COI: All authors have no conflicts of interest relevant to this manuscript to report.

Figures

Figure 1:
Figure 1:
Primary characteristics of G1 and G3 cultures. Using the methodologies described in the text and similar to Figure E4, G1 and G3 CD34B were generated and analyzed for various metrics of the basophil phenotype. Panel A: an example of SYK and FceRI expression for the G1 and G3 cultures as determined by flow cytometry (the gating for these plots was the exclusion of “debris” or dead cells using forward and side scatter followed by gating for CD123+ cells which represented ≈80% of the live cells). Panel B: relative FceRI expression for the G1 & G3 comparison. Panel C: compilation of SYK expression studies as assessed by flow cytometry. Panel D: example Western blots comparing CD34B G1 and G3 cell preparations compared to a PBB standard. The number of cells represented in the lysate run in the gel is noted as cell number (cell no.). Below this line is the optical density (O.D.) for the bands and the normalized OD per 100,000 cells. As found previously, SYK expression in the CD34B was significantly greater than PBB (≈6-fold in this instance). Panel E: rato of SYK mRNA expression for G1/G3 cells (see online repository Table E4 for details). Panel F: the total number of alcian-blue positive (ABP) cells. Panel G: histamine content per ABP cell counted.
Figure 2:
Figure 2:
ATACseq information for the SYK gene.
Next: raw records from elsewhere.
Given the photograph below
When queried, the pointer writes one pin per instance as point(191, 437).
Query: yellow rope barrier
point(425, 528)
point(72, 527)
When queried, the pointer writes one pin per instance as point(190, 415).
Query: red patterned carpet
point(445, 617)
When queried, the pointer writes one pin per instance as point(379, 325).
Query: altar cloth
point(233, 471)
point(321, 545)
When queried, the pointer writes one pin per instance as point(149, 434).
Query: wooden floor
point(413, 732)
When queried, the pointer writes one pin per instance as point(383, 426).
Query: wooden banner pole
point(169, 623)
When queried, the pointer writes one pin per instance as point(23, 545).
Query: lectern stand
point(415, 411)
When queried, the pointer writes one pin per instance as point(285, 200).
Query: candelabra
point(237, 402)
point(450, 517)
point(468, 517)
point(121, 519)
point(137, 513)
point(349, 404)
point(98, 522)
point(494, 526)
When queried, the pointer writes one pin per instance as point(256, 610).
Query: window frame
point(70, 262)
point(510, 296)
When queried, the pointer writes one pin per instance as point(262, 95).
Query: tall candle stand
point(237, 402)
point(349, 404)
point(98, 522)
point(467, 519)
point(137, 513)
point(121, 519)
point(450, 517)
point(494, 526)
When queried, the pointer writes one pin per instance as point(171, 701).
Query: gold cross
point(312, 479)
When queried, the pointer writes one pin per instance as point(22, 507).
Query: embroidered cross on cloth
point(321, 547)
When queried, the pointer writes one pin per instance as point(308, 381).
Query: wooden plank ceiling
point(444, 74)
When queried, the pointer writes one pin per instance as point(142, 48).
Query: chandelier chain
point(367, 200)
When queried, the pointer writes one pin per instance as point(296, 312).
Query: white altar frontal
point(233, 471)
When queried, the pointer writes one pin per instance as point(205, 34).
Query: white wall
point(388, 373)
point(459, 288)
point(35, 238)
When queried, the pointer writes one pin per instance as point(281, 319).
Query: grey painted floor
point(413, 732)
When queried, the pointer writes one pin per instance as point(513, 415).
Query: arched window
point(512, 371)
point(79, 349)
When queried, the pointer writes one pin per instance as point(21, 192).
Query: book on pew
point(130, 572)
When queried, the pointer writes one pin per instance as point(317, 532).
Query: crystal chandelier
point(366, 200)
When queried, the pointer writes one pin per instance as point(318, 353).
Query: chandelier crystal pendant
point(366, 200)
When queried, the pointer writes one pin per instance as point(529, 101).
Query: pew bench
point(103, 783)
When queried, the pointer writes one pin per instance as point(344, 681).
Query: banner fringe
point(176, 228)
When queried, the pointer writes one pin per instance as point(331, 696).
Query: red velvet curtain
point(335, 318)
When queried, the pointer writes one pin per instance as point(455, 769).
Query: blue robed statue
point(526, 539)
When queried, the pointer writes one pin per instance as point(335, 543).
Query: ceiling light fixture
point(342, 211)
Panel A: Four cell types, B cells, peripheral blood basophils (PBB), CD34B culture derived basophils using the G1 and G3 protocols, were analyzed by ATACseq and the data for the SYK gene (shown at the bottom of the figure, both exons (black regions) and introns (line with arrows indicating the direction of transcription), with numbered exons) collated using the UCSC browser. Eight peaks (identified by MACS2/HOMER annotation of the peak calls) are labeled: ‘A’ is the peak associated with the generally identified TSS for SYK and ‘1’ through ‘7’ peaks 5’ and throughout the gene. The bottom-most trace is the hypersensitivity profile identified in Genebank. Panel B: Summary of the ATAC results for the 8 identified peaks in the SYK gene. The ATACseq results were averaged for preparations that were of high quality; PBB (n=3), CB34B-G3 (n=2), CD34B-G1 (n=1), and B-cells (n=1). See online repository for methodological details.
Figure 3:
Figure 3:
ENCODE regulation tracks on the SYK gene region (chromosome 9: 90,795,787–90,898,549) and eQTL analysis for SYK promoter single nucleotide variants. Panel A illustrates the SYK gene structure, position of 3 variants (rs290988 (−1.1kb), rs290987 (−771bp) and rs2562397 (−76bp), in complete linkage disequilibrium (LD), (positions relative to transcription start site, TSS) within 1.1kb upstream of SYK (depicted by the User Track), and regulatory regions with ENCODE regulation tracks, including UCSC Gene (SYK), layered H3K27Ac and DNase Clusters. Panel B demonstrates significant SNP-gene eQTL association in tissues for these SYK promoter variants (with the CC homozygote showing lower SYK expression).
Figure 4:
Figure 4:
Pattern matching SYK expression with transcript behavior across different cell types, displayed as a heat-map (see the online repository for a tabulated presentation of the same data, Table E3. Using microarray results for 5 types of cells [peripheral blood basophils (PBB), peripheral blood eosinophils (PBE), peripheral blood plasmacytoid dendritic cells (PDC), CD34-derived basophils (CD34B) developed with the G1 or G3 protocols] transcripts were analyzed for following 4 patterns of expression. The short gene name is shown to the left of the heat-map and columns in the heat-map are colored for the ratio of the presence of the transcripts for the comparison shown at the top of the column. The arrows in the patterns indicate whether the ratio for a particular comparison is greater than 1.0, less than 1.0 or relatively unchanged. The colors represent the log-fold-change of the transcript for the particular comparison, ranging from 0.01 to 100, blue to red with shaded green representing changes near 1.0-fold (where unchanged refers to ratios between 0.75- and 1.33-fold).
Figure 5:
Figure 5:
Synopsis of the possible mechanisms of regulating SYK expression in basophils. There are four proposed mechanisms based on available information for regulation of SYK expression.